S&P/Experian: Mortgage Default Rates Hold Steady
Overall credit default rates, including first mortgage defaults, held steady in November, S&P Dow Jones Indices and Experian reported yesterday.
The S&P/Experian Consumer Credit Default Indices said the composite rate and first mortgage default rate remained unchanged from October at 0.87% and 0.7%, respectively. Auto loan defaults recorded a 1.00% default rate, down eight basis points from October. The bank card default rate came in at 2.81%, up five basis points.
Three of the five major cities saw their default rates decrease in November. Dallas had the largest decrease, reporting 0.66%, down 10 basis points from October. New York saw its default rate decrease by two basis points to 0.91%, while Chicago reported a decrease to 0.96%, down one basis point from the previous month. Los Angeles saw its default rate increase, up eight basis points to 0.70%. Miami’s default rate spiked to 1.44%, up 38 basis points in November and setting a 12-month high, unmatched since 2013.
“One factor may be that home prices rising in Miami and mortgages are the largest portion of the city composite rate,” said David Blitzer, Managing Director and Chairman of the Index Committee with S&P Dow Jones Indices. “While Dallas home prices are rising faster than Miami, Dallas prices fell far less in the housing bust and have rebounded to new all-time highs. Miami home prices remain more than 20% below the highs set in 2006.”

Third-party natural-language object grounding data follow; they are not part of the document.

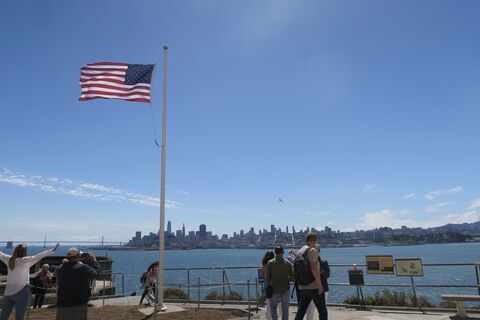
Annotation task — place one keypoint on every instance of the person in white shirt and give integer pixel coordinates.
(18, 279)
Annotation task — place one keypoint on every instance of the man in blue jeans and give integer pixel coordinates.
(279, 275)
(312, 291)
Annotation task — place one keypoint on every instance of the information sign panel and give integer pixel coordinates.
(409, 267)
(379, 264)
(355, 277)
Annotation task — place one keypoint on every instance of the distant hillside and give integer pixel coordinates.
(463, 227)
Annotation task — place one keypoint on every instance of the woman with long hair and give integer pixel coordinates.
(18, 278)
(149, 280)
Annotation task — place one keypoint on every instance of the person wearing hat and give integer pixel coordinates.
(279, 275)
(18, 279)
(73, 285)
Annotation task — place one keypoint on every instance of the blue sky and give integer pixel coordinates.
(358, 114)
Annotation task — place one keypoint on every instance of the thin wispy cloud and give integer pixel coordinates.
(80, 189)
(317, 213)
(396, 219)
(437, 207)
(474, 205)
(433, 194)
(370, 187)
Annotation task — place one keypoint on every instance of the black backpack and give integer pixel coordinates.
(325, 269)
(143, 278)
(301, 269)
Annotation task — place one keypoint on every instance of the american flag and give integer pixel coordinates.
(113, 80)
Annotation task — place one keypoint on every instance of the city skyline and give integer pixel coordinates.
(351, 115)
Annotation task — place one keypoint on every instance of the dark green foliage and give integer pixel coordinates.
(233, 296)
(173, 293)
(392, 298)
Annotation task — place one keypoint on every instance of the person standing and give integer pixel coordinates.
(41, 283)
(149, 282)
(314, 290)
(18, 279)
(279, 275)
(269, 255)
(73, 285)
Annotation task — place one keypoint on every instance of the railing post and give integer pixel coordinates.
(103, 300)
(123, 284)
(198, 293)
(188, 284)
(256, 294)
(223, 286)
(477, 266)
(248, 298)
(414, 292)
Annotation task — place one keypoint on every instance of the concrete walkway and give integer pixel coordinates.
(335, 312)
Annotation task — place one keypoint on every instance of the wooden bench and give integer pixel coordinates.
(459, 299)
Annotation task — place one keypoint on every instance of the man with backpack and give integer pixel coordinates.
(307, 274)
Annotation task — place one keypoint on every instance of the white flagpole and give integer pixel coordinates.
(161, 245)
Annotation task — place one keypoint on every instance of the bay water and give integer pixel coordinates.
(133, 263)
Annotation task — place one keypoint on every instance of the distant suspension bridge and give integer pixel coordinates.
(10, 243)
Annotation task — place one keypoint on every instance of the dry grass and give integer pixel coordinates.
(132, 313)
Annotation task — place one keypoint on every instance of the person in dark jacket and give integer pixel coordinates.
(73, 285)
(41, 283)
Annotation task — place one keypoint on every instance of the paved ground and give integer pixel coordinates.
(335, 312)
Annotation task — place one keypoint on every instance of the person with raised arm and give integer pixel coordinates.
(18, 279)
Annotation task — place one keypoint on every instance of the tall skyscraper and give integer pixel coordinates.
(202, 234)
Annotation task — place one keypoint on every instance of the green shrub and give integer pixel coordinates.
(448, 304)
(391, 298)
(174, 293)
(233, 295)
(212, 295)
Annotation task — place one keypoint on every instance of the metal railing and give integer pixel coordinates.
(225, 284)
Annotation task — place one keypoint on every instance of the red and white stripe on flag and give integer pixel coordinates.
(112, 80)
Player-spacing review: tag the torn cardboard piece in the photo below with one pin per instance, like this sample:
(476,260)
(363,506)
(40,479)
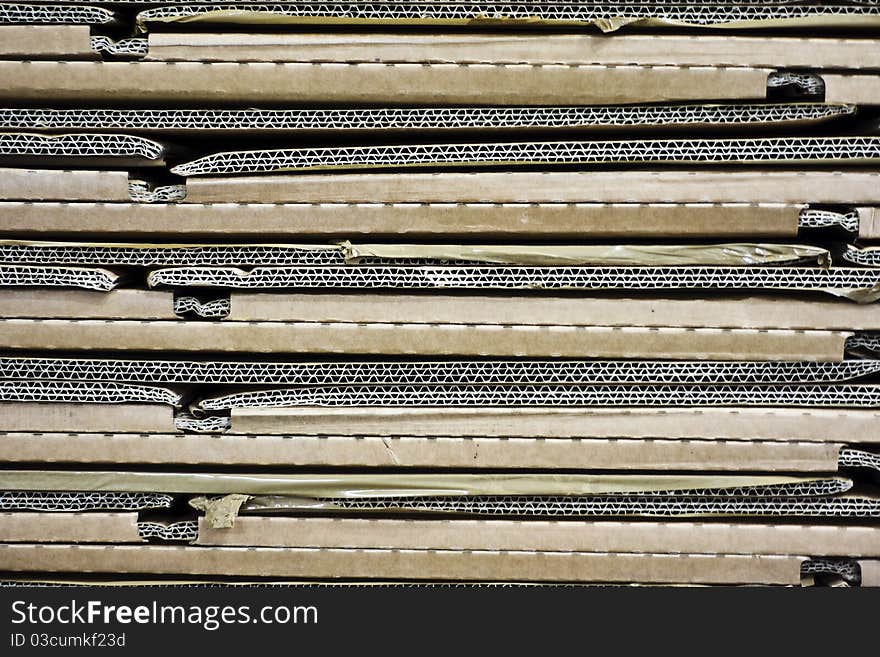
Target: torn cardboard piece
(607,18)
(76,502)
(86,278)
(422,452)
(425,339)
(80,149)
(52,14)
(403,564)
(86,418)
(86,304)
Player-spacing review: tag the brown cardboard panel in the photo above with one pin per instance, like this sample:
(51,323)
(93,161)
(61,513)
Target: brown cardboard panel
(500,48)
(46,42)
(421,452)
(869,223)
(859,89)
(116,304)
(484,84)
(52,185)
(698,186)
(797,424)
(316,563)
(717,312)
(86,418)
(25,527)
(424,339)
(347,220)
(547,536)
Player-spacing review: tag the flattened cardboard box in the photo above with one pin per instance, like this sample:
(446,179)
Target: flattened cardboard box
(855,426)
(87,418)
(427,452)
(94,527)
(704,312)
(151,83)
(86,304)
(711,312)
(408,219)
(531,48)
(585,536)
(46,42)
(317,563)
(424,339)
(379,189)
(409,120)
(831,187)
(605,16)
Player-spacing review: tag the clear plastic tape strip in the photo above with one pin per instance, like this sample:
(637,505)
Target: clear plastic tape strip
(785,149)
(551,395)
(69,392)
(489,372)
(82,501)
(451,118)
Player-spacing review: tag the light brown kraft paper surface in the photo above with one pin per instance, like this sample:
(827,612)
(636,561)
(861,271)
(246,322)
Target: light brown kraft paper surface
(425,339)
(404,564)
(799,424)
(52,185)
(27,527)
(390,47)
(688,186)
(552,536)
(748,312)
(343,221)
(86,418)
(46,42)
(86,304)
(430,451)
(149,83)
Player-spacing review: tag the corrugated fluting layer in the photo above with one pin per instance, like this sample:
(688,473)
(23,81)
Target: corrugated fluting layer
(436,292)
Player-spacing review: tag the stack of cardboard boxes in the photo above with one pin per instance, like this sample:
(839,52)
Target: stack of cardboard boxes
(427,291)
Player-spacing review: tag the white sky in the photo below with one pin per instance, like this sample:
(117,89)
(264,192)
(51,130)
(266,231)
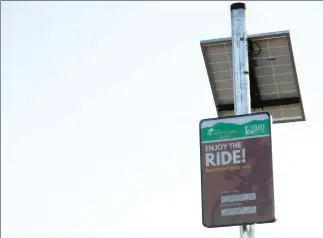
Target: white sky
(100,105)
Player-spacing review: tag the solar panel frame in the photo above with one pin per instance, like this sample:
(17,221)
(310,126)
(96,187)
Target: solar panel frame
(227,71)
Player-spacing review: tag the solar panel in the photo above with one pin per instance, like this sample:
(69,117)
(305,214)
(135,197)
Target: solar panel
(274,85)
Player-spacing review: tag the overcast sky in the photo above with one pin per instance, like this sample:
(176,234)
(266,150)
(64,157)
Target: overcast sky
(100,105)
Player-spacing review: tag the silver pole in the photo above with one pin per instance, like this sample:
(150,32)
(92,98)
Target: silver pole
(240,73)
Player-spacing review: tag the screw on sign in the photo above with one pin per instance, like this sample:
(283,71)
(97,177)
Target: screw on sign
(236,172)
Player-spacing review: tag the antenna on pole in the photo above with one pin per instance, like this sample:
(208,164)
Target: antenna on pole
(240,73)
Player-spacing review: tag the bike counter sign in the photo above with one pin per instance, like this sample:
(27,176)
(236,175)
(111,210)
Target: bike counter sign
(237,170)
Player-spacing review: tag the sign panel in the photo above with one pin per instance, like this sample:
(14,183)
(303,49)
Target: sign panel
(237,170)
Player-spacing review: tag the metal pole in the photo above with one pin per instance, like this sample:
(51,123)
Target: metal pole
(240,73)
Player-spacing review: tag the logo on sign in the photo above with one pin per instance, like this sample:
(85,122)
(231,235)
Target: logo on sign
(255,129)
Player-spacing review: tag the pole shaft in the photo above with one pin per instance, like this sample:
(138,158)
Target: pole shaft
(240,73)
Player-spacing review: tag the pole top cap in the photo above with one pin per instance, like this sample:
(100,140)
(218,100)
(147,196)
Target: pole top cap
(237,6)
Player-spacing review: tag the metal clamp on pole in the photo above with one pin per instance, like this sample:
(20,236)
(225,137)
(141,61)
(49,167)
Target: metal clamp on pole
(240,71)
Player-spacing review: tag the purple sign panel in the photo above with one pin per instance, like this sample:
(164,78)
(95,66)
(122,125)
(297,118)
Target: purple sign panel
(237,170)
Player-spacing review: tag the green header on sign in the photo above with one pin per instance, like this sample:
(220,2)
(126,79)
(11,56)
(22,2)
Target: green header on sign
(221,130)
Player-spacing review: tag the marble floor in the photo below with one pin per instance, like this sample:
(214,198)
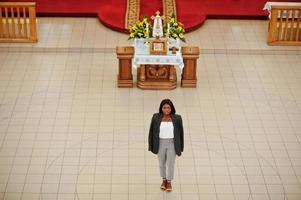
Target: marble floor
(67,131)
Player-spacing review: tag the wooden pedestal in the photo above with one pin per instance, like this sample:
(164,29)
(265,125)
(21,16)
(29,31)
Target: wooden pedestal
(125,77)
(156,77)
(190,56)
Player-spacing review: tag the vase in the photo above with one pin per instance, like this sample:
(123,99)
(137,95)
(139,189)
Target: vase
(174,43)
(141,47)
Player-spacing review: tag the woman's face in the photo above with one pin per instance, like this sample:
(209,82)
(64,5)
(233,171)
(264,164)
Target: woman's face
(166,109)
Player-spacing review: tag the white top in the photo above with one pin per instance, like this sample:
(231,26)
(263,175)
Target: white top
(166,130)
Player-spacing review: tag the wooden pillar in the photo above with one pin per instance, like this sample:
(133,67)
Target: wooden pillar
(190,56)
(125,77)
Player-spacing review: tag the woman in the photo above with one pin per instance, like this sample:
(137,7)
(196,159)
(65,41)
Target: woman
(166,139)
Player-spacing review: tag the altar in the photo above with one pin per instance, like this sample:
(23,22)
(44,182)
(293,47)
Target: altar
(156,58)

Blitzer said recent data paint a picture of a strong economy, reflected by lower consumer credit defaults. “Default rates are modestly lower than a year ago, even as continued strength in home sales, auto sales and retail sales are supporting expanded use of consumer credit,” he said. “Money market rates rose after Election Day, the Fed raised the target range for the Fed funds rate last week, and has indicated that further increases lie ahead. The favorable default trends are likely to be tested in 2017 as interest rates rise.”